Ein Interview mit Jonathan Widder
Was war der ausschlaggebende Grund „Squirrel News” ins Leben zu rufen?
Das waren mehrere Gründe, die da zusammenkamen. Ich habe schon vorher beruflich mit lösungsorientiertem Journalismus und sozialen Innovationen zu tun gehabt, und als Journalist und Soziologe hat mich das fasziniert, weil man dabei ständig mit überraschenden, oft begeisternden Entwicklungen zu tun hat. Auch von Seiten der Leserinnen und Leser gibt es ein riesiges Bedürfnis nach mehr lösungsorientierten Nachrichten. Irgendwann kam dann der Moment, in dem die Zeit in meinem alten Job zu Ende ging und ich etwas Neues anfangen musste. Und der Wunsch, selbst etwas in diesem Bereich zu gründen, war dann am stärksten.
Was ist ihr Verständnis von lösungsorientiertem Journalismus?
Im Gegensatz zum Begriff des konstruktiven Journalismus beschreibt der Begriff des lösungsorientierten Journalismus noch klarer, worum es geht: nämlich um Lösungen und Lösungsansätze für gesellschaftliche Herausforderungen.
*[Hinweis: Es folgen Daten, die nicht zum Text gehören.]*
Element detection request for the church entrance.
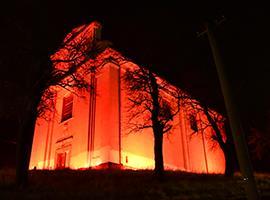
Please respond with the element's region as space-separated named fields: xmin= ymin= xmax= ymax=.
xmin=56 ymin=152 xmax=67 ymax=169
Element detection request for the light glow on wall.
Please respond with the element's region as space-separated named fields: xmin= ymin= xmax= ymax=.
xmin=29 ymin=22 xmax=225 ymax=173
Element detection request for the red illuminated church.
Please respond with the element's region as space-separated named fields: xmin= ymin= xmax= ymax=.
xmin=29 ymin=22 xmax=225 ymax=173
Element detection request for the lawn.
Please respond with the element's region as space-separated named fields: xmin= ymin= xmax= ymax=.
xmin=0 ymin=170 xmax=270 ymax=200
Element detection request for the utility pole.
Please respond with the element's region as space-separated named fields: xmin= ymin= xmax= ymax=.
xmin=199 ymin=17 xmax=260 ymax=200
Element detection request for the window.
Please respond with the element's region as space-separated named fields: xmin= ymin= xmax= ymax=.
xmin=189 ymin=114 xmax=198 ymax=132
xmin=61 ymin=95 xmax=73 ymax=122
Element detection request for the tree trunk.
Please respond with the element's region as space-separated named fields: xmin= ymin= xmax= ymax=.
xmin=16 ymin=97 xmax=39 ymax=186
xmin=154 ymin=134 xmax=164 ymax=177
xmin=224 ymin=147 xmax=235 ymax=177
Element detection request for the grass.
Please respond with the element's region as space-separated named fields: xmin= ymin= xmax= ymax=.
xmin=0 ymin=170 xmax=270 ymax=200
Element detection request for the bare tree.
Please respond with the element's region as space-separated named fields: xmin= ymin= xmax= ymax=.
xmin=16 ymin=22 xmax=110 ymax=185
xmin=123 ymin=66 xmax=181 ymax=177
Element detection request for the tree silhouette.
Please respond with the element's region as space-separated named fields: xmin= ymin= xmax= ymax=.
xmin=16 ymin=23 xmax=111 ymax=185
xmin=123 ymin=66 xmax=181 ymax=177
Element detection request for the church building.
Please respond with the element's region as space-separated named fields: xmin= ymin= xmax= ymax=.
xmin=29 ymin=22 xmax=225 ymax=173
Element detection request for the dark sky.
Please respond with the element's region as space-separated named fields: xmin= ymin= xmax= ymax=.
xmin=0 ymin=0 xmax=270 ymax=166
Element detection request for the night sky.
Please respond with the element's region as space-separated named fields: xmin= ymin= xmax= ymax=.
xmin=0 ymin=0 xmax=270 ymax=167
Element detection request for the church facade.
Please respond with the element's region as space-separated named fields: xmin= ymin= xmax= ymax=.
xmin=29 ymin=22 xmax=225 ymax=173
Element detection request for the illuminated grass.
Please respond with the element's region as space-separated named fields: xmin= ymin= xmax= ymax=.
xmin=0 ymin=170 xmax=270 ymax=200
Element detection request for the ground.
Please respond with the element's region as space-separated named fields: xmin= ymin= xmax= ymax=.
xmin=0 ymin=170 xmax=270 ymax=200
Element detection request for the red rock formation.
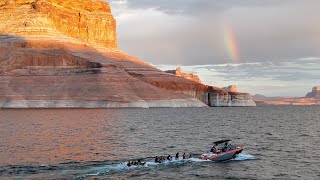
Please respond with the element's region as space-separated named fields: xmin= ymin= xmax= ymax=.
xmin=0 ymin=0 xmax=253 ymax=108
xmin=165 ymin=67 xmax=201 ymax=83
xmin=222 ymin=85 xmax=238 ymax=92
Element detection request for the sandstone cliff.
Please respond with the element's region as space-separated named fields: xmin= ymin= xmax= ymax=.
xmin=165 ymin=67 xmax=201 ymax=83
xmin=222 ymin=85 xmax=238 ymax=92
xmin=306 ymin=86 xmax=320 ymax=98
xmin=0 ymin=0 xmax=255 ymax=108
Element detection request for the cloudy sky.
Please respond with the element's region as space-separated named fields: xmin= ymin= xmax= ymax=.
xmin=109 ymin=0 xmax=320 ymax=96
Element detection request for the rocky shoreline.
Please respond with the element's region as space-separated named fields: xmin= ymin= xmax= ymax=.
xmin=0 ymin=0 xmax=255 ymax=108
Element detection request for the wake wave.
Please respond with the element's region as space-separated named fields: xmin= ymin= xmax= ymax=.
xmin=82 ymin=153 xmax=256 ymax=177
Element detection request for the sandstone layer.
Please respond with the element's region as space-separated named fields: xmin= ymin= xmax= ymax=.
xmin=222 ymin=85 xmax=238 ymax=92
xmin=0 ymin=0 xmax=255 ymax=108
xmin=306 ymin=86 xmax=320 ymax=99
xmin=165 ymin=67 xmax=201 ymax=83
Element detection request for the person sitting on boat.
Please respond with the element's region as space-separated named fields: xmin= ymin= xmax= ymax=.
xmin=210 ymin=145 xmax=217 ymax=154
xmin=127 ymin=161 xmax=131 ymax=167
xmin=154 ymin=156 xmax=161 ymax=163
xmin=182 ymin=153 xmax=186 ymax=159
xmin=138 ymin=159 xmax=146 ymax=166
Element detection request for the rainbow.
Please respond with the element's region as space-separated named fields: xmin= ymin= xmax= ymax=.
xmin=223 ymin=25 xmax=240 ymax=64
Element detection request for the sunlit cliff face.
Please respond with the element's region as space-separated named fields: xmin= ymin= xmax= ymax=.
xmin=0 ymin=0 xmax=118 ymax=48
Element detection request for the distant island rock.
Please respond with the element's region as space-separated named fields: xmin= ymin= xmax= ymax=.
xmin=306 ymin=86 xmax=320 ymax=98
xmin=0 ymin=0 xmax=256 ymax=108
xmin=165 ymin=67 xmax=201 ymax=83
xmin=253 ymin=86 xmax=320 ymax=105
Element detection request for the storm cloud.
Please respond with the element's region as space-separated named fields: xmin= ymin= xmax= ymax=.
xmin=110 ymin=0 xmax=320 ymax=93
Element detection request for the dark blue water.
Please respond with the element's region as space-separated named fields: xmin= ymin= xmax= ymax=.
xmin=0 ymin=106 xmax=320 ymax=179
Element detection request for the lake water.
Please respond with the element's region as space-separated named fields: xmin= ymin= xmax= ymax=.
xmin=0 ymin=106 xmax=320 ymax=179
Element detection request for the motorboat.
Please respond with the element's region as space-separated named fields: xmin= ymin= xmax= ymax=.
xmin=199 ymin=140 xmax=243 ymax=161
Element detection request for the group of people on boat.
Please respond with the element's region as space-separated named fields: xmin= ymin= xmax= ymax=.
xmin=154 ymin=152 xmax=192 ymax=163
xmin=127 ymin=159 xmax=146 ymax=167
xmin=210 ymin=141 xmax=234 ymax=154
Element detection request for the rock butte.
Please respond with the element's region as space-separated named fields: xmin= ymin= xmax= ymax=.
xmin=253 ymin=86 xmax=320 ymax=105
xmin=0 ymin=0 xmax=256 ymax=108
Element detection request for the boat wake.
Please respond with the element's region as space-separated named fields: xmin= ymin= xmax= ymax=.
xmin=82 ymin=153 xmax=256 ymax=177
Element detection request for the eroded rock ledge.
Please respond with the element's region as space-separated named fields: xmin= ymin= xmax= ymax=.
xmin=0 ymin=0 xmax=255 ymax=108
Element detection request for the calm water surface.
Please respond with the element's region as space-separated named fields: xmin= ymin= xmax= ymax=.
xmin=0 ymin=106 xmax=320 ymax=179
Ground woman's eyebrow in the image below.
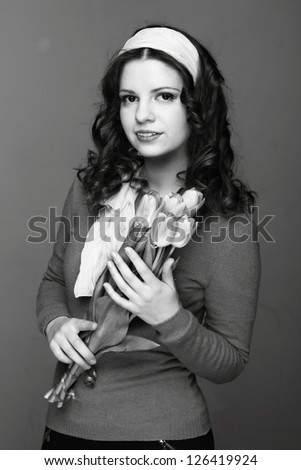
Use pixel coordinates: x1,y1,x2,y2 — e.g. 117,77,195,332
119,86,181,94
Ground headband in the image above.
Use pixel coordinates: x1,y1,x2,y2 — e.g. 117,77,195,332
118,28,199,83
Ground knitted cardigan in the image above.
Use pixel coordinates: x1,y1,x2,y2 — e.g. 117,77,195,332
37,178,260,440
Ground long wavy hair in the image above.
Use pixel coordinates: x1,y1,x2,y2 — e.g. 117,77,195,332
77,25,257,216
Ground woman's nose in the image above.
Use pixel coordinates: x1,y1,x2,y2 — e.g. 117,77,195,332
136,100,156,122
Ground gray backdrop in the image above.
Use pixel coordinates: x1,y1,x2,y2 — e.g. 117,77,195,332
0,0,301,449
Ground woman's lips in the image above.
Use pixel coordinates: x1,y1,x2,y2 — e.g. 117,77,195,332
136,131,161,142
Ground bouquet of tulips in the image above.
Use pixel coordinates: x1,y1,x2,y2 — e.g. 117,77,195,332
45,188,204,407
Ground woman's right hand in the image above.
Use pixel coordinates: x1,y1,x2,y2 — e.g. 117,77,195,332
45,316,97,370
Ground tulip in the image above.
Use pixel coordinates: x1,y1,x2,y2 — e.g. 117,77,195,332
135,191,162,227
150,212,175,248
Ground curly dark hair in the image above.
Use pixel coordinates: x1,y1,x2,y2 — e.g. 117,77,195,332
77,25,257,216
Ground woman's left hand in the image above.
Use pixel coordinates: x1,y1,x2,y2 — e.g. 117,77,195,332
104,248,181,325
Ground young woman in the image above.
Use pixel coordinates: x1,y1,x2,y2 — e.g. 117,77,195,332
37,26,260,449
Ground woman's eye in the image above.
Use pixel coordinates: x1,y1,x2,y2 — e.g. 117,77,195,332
120,95,136,104
158,93,176,101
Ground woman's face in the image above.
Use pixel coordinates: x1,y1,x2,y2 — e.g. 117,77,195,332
119,59,190,160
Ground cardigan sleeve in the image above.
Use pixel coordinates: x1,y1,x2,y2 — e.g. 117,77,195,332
36,178,78,334
155,218,260,383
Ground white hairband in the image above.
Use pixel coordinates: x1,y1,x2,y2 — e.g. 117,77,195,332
119,28,199,83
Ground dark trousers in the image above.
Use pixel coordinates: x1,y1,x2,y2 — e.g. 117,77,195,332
42,427,214,450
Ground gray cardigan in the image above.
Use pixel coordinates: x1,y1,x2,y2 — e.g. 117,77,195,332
37,178,260,440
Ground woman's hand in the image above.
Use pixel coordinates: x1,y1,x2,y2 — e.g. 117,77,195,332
45,316,97,369
104,248,181,325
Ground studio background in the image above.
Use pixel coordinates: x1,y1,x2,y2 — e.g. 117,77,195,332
0,0,301,449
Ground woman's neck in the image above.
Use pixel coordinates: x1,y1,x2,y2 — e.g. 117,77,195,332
144,153,187,196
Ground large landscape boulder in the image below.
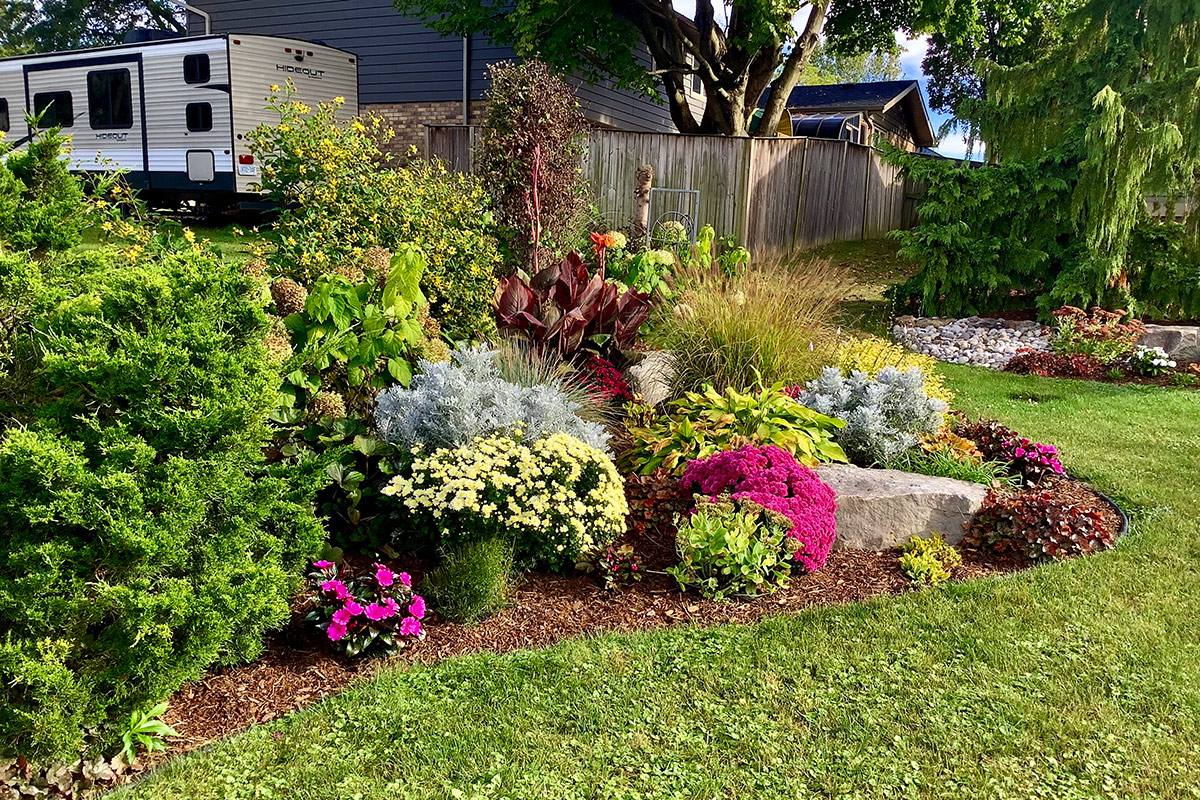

Inhaltlich muss sich das nicht unbedingt unterscheiden. So kann der lösungsorientierte Journalismus vom Ergebnis einer Studie über Start-ups mit nachhaltiger sozialer Wirkung und Best-Practice-Beispielen reichen bis zu Porträts und Geschichten des Gelingens. Wichtig ist, dass nicht das Problem im Mittelpunkt des Beitrags steht, sondern die Antwort darauf und wenn möglich auch die Wirkung.
Wo liegen ihrer Meinung nach die Vorteile dieser Art von Nachrichten?
Der Vorteil liegt darin, dass man als Leser nicht das Gefühl hat, die ganze Welt bestünde nur aus Problemen und stünde dauernd kurz vor dem Abgrund. Stattdessen nimmt man zwar die Probleme und Herausforderungen wahr, sieht aber auch, dass es für fast alles über kurz oder lang Lösungsmöglichkeiten gibt. Und man erfährt, wo Möglichkeiten liegen, selbst etwas Positives zu bewirken und zu verändern.
Was sind kommende Ziele für ihre App?
Wir arbeiten bereits daran, das Design und die Benutzerfreundlichkeit zu verbessern; anschließend werden wir auch Stück für Stück weitere neue Features einführen. Abgesehen davon möchten wir gerne noch Ausgaben in weiteren Sprachen anbieten. Aber dafür fehlen uns momentan noch die Ressourcen.